Leaping Robot Hops Closer to War” enthuses Wired’s Danger room, only we don’t really have “wars” as such any more. We have massively destructive (and expensive) attacks on people who haven’t a shit-show of defending themselves, and then massively expensive occupations – all for reasons that are not adequately explained (and are usually clear lies)… with the one clear result, and that is trillions of dollars flowing from taxpayers (many of whom are not yet born) to… who? People who make hoppybots I suppose.

As someone pointed out in the comments, this is similar to a remote controlled toy that you could buy in the duty-free section of Singapore Airport about 15 years ago.

And that’s another thing. A lot of things are being called robots, when actually, they’re just remote-controlled toys. Some of these are pretty cool – particularly the first-personism aspect where you can see through their eyes… but there’s this gradient… where at one end are amazingly sophisticated bits of kit – essentially remote-exoskeletons… and at the other… remote-controlled toys, pretending to be something that they’re not.

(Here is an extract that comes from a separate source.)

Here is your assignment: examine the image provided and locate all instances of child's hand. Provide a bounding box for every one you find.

2) Here’s a neat example of a toy warbot:

It’s a toy robot battle-bot kit from Lynxmotion… with airsoft guns rather than real ones… but it wouldn’t take too much to take the brain of this and put it into some serious hardware. Only they’ve left the electrics exposed…

lynxkit

… so it won’t be able to stand up to anything that squirts conducting liquid at it, like this:

Still… Lynxmotion… Hexapods. Oh fuck yes:

lm2

3) Remember that scene in Goodfellas where they’re in prison cutting garlic with a razer-blade so finely that it disintegrates in the pan? (I love the way in Italian Gangster movies, the gangsters are so often really good chefs)… well someone’s made a lego one:


(fae)

4) Lazybot asks the Lazyweb to do stuff for it.

Brilliant. Cheating maybe, maybe not. Willow Garage (who are in the throes of making an open-platform for robotics) have made a system where if a robot can’t succesfully identify what it’s looking at, it pays someone on Mechanical Turk, a couple of cents to do it for them.

And why not? The Universal Mind is the Universal Mind… and we are all symbiotic nodes within it. True it’s not exactly autonomous… but then how often does the average screen-bound web-inhabitant ask google something every day. This is just a different type of googling.

Anyway (5) this is not a video of it. This is a video from the same place, of a robot changing tools:

Changing tools is a vital part of robotery I think. When I watch this video I find it impossible not to anthropomorphise the slight trial/error way the robot tries to get the parts to fit.

Which brings me to

6) Paper Wall-E, that lets you know when email has arrived

That’s not a collection of wires and paper, it’s a little creature, and you know it.

7) Parliamentry Writebot

That looks a lot like the Biblebot from last year.

8 ) Flying Roomba

Apropos of nothing. Again it’s not so much a robot as a remote-controlled toy… and (from the look of their website) firmly back into warbot land, although they do also say that they could potentially use it to herd sheep.